By Roy Denish
Former State Minister Shasheendra Rajapaksa has been indicted in the Colombo High Court over an alleged Rs. 8.85 million compensation fraud linked to property damage during the 2022 protests. The Bribery Commission claims official influence was used to secure payments for an unauthorized structure on state land, placing another member of the Rajapaksa political dynasty under legal scrutiny.
The Commission to Investigate Allegations of Bribery or Corruption has filed corruption indictments in the Colombo High Court against former State Minister Shasheendra Rajapaksa, a member of the country’s dominant political dynasty, alongside two other former officials.
The charges tie the powerful Rajapaksa family directly back into the legal fallout surrounding the widespread and violent public protests that gripped the island nation in 2022. Shasheendra Rajapaksa is the eldest son of former Speaker Chamal Rajapaksa and the nephew of former Presidents Mahinda Rajapaksa and Gotabaya Rajapaksa, both of whom faced massive public pressure during the country’s recent economic collapse.
The newly filed case consists of 10 charges detailing the alleged misuse of official influence to unlawfully secure 8.85 million rupees in compensation payments. According to prosecutors, the funds were claimed for damages inflicted during the May 2022 protests on a building and property located in the Sevanagala, Kiriibbanwewa area.
Subsequent investigations revealed that the damaged structure was an unauthorized building constructed on land belonging to the state-run Sri Lanka Mahaweli Authority.
The Bribery Commission alleges that between November 2023 and May 2024, Rajapaksa and his co-defendants pressured and influenced officials at the Office for Reparations to approve and process the payout, directly overriding an earlier institutional decision that had explicitly rejected compensation for the state-owned property.

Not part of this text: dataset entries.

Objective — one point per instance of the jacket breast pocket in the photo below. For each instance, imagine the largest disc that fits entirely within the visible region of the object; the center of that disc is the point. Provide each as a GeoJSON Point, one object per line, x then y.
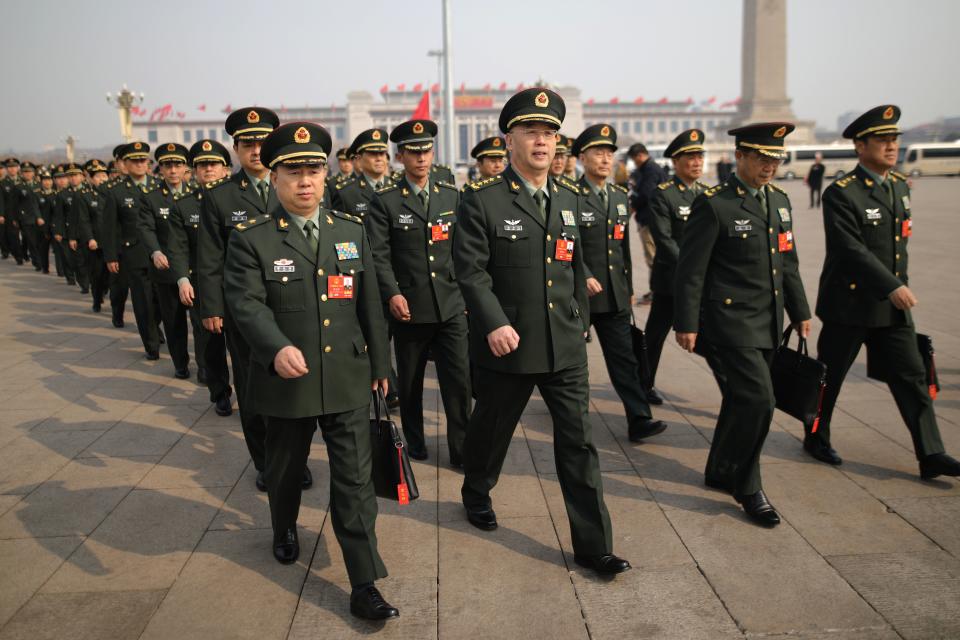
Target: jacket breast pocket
{"type": "Point", "coordinates": [512, 248]}
{"type": "Point", "coordinates": [285, 291]}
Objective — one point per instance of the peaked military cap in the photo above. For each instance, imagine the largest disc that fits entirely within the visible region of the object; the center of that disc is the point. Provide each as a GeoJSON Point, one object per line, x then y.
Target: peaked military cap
{"type": "Point", "coordinates": [170, 152]}
{"type": "Point", "coordinates": [690, 141]}
{"type": "Point", "coordinates": [251, 123]}
{"type": "Point", "coordinates": [495, 147]}
{"type": "Point", "coordinates": [209, 151]}
{"type": "Point", "coordinates": [135, 151]}
{"type": "Point", "coordinates": [598, 135]}
{"type": "Point", "coordinates": [879, 121]}
{"type": "Point", "coordinates": [765, 137]}
{"type": "Point", "coordinates": [94, 166]}
{"type": "Point", "coordinates": [296, 143]}
{"type": "Point", "coordinates": [416, 135]}
{"type": "Point", "coordinates": [370, 140]}
{"type": "Point", "coordinates": [533, 105]}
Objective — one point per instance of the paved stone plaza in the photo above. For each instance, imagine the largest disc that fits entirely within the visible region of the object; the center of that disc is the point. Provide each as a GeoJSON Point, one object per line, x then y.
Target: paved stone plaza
{"type": "Point", "coordinates": [128, 507]}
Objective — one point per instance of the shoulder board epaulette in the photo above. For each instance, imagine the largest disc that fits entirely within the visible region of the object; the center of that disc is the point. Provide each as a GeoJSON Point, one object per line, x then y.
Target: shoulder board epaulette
{"type": "Point", "coordinates": [252, 222]}
{"type": "Point", "coordinates": [347, 216]}
{"type": "Point", "coordinates": [486, 182]}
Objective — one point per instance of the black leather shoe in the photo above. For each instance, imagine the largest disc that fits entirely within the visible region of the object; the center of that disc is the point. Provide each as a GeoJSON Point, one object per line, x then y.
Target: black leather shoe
{"type": "Point", "coordinates": [606, 564]}
{"type": "Point", "coordinates": [644, 428]}
{"type": "Point", "coordinates": [286, 547]}
{"type": "Point", "coordinates": [223, 407]}
{"type": "Point", "coordinates": [938, 464]}
{"type": "Point", "coordinates": [820, 451]}
{"type": "Point", "coordinates": [482, 518]}
{"type": "Point", "coordinates": [653, 396]}
{"type": "Point", "coordinates": [367, 603]}
{"type": "Point", "coordinates": [307, 481]}
{"type": "Point", "coordinates": [759, 509]}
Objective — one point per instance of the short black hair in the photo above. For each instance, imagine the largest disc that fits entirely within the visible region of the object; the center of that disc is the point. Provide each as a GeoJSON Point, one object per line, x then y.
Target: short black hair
{"type": "Point", "coordinates": [636, 149]}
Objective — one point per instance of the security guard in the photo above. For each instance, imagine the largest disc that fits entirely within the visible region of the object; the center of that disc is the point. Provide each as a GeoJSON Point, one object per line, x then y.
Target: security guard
{"type": "Point", "coordinates": [605, 244]}
{"type": "Point", "coordinates": [211, 164]}
{"type": "Point", "coordinates": [491, 156]}
{"type": "Point", "coordinates": [87, 215]}
{"type": "Point", "coordinates": [520, 266]}
{"type": "Point", "coordinates": [156, 231]}
{"type": "Point", "coordinates": [225, 205]}
{"type": "Point", "coordinates": [864, 295]}
{"type": "Point", "coordinates": [670, 208]}
{"type": "Point", "coordinates": [302, 287]}
{"type": "Point", "coordinates": [126, 256]}
{"type": "Point", "coordinates": [412, 225]}
{"type": "Point", "coordinates": [738, 270]}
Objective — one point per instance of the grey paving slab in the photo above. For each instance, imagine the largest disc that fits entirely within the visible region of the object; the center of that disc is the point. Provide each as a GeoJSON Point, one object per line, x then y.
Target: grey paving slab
{"type": "Point", "coordinates": [918, 593]}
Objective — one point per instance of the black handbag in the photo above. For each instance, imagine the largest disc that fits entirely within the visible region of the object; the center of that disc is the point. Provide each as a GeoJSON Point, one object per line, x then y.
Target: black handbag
{"type": "Point", "coordinates": [392, 474]}
{"type": "Point", "coordinates": [639, 339]}
{"type": "Point", "coordinates": [927, 354]}
{"type": "Point", "coordinates": [799, 382]}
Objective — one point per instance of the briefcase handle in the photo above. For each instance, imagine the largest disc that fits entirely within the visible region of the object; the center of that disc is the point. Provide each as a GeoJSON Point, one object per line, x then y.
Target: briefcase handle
{"type": "Point", "coordinates": [785, 342]}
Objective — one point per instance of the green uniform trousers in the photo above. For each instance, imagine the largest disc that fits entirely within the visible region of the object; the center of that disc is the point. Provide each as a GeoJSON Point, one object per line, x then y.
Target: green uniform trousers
{"type": "Point", "coordinates": [353, 502]}
{"type": "Point", "coordinates": [501, 398]}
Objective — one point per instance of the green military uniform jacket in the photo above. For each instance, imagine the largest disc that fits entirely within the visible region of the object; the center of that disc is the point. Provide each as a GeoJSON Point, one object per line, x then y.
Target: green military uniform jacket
{"type": "Point", "coordinates": [733, 270]}
{"type": "Point", "coordinates": [505, 260]}
{"type": "Point", "coordinates": [606, 246]}
{"type": "Point", "coordinates": [227, 203]}
{"type": "Point", "coordinates": [157, 230]}
{"type": "Point", "coordinates": [412, 249]}
{"type": "Point", "coordinates": [121, 235]}
{"type": "Point", "coordinates": [670, 208]}
{"type": "Point", "coordinates": [866, 250]}
{"type": "Point", "coordinates": [277, 289]}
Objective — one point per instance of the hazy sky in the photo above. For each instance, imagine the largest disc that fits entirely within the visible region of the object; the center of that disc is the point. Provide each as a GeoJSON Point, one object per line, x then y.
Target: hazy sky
{"type": "Point", "coordinates": [61, 57]}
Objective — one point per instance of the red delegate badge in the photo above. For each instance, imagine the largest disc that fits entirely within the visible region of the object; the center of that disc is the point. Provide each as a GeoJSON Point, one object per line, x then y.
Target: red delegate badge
{"type": "Point", "coordinates": [786, 241]}
{"type": "Point", "coordinates": [564, 251]}
{"type": "Point", "coordinates": [340, 287]}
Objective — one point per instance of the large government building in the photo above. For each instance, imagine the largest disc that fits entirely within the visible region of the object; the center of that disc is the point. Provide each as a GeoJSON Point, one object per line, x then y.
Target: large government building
{"type": "Point", "coordinates": [476, 113]}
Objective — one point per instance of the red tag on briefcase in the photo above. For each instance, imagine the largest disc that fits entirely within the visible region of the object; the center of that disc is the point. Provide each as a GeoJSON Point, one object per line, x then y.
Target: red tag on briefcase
{"type": "Point", "coordinates": [564, 250]}
{"type": "Point", "coordinates": [786, 241]}
{"type": "Point", "coordinates": [440, 232]}
{"type": "Point", "coordinates": [340, 287]}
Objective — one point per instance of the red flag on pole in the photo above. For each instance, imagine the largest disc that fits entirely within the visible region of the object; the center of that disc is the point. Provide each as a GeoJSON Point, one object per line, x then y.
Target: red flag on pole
{"type": "Point", "coordinates": [422, 112]}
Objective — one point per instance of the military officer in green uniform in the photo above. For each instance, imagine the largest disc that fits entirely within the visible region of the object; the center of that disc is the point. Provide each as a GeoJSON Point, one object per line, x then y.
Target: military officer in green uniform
{"type": "Point", "coordinates": [126, 256]}
{"type": "Point", "coordinates": [87, 215]}
{"type": "Point", "coordinates": [412, 225]}
{"type": "Point", "coordinates": [157, 232]}
{"type": "Point", "coordinates": [211, 163]}
{"type": "Point", "coordinates": [225, 205]}
{"type": "Point", "coordinates": [519, 262]}
{"type": "Point", "coordinates": [737, 272]}
{"type": "Point", "coordinates": [491, 156]}
{"type": "Point", "coordinates": [605, 246]}
{"type": "Point", "coordinates": [670, 208]}
{"type": "Point", "coordinates": [302, 287]}
{"type": "Point", "coordinates": [864, 296]}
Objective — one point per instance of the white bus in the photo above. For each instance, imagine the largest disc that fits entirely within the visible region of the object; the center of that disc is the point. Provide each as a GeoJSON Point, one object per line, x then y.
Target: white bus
{"type": "Point", "coordinates": [838, 159]}
{"type": "Point", "coordinates": [931, 159]}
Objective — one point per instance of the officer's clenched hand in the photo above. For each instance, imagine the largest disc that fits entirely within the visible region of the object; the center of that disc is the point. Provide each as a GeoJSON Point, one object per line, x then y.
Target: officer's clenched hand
{"type": "Point", "coordinates": [593, 286]}
{"type": "Point", "coordinates": [289, 363]}
{"type": "Point", "coordinates": [213, 325]}
{"type": "Point", "coordinates": [503, 340]}
{"type": "Point", "coordinates": [902, 298]}
{"type": "Point", "coordinates": [399, 308]}
{"type": "Point", "coordinates": [687, 341]}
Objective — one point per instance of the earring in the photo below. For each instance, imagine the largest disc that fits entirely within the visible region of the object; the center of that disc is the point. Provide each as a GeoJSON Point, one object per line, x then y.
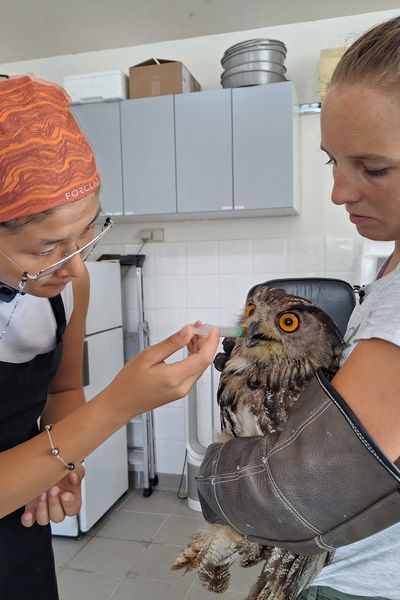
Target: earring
{"type": "Point", "coordinates": [21, 284]}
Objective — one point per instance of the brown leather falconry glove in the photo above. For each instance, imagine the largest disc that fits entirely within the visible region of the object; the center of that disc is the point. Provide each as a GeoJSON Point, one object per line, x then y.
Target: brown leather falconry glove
{"type": "Point", "coordinates": [319, 484]}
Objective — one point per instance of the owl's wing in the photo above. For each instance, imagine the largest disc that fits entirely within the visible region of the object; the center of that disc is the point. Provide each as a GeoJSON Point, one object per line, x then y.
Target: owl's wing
{"type": "Point", "coordinates": [233, 396]}
{"type": "Point", "coordinates": [285, 574]}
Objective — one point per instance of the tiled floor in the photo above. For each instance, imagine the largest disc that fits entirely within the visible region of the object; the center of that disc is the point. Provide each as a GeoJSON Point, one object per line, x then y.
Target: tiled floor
{"type": "Point", "coordinates": [127, 555]}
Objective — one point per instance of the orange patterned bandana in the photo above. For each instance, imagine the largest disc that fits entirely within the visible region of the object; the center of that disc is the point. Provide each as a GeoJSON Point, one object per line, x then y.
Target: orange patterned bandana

The two other individuals named in the indictment are Sepalika Saman Kumari, the former Acting Director General of the Office for Reparations, and Keerthi Bandara Kotagama.
Rajapaksa has long been a key figure in the family’s traditional political stronghold in the south, serving previously as a Member of Parliament for the Monaragala District, a State Minister for agriculture, and the Chief Minister of the Uva Province from 2009 to 2015. He also held the prominent cultural role of lay custodian for the historic Ruhunu Maha Kataragama Devalaya.
The prosecution has presented a list of 30 witnesses and 38 pieces of documentary evidence to support the case as it moves to trial before the Colombo High Court.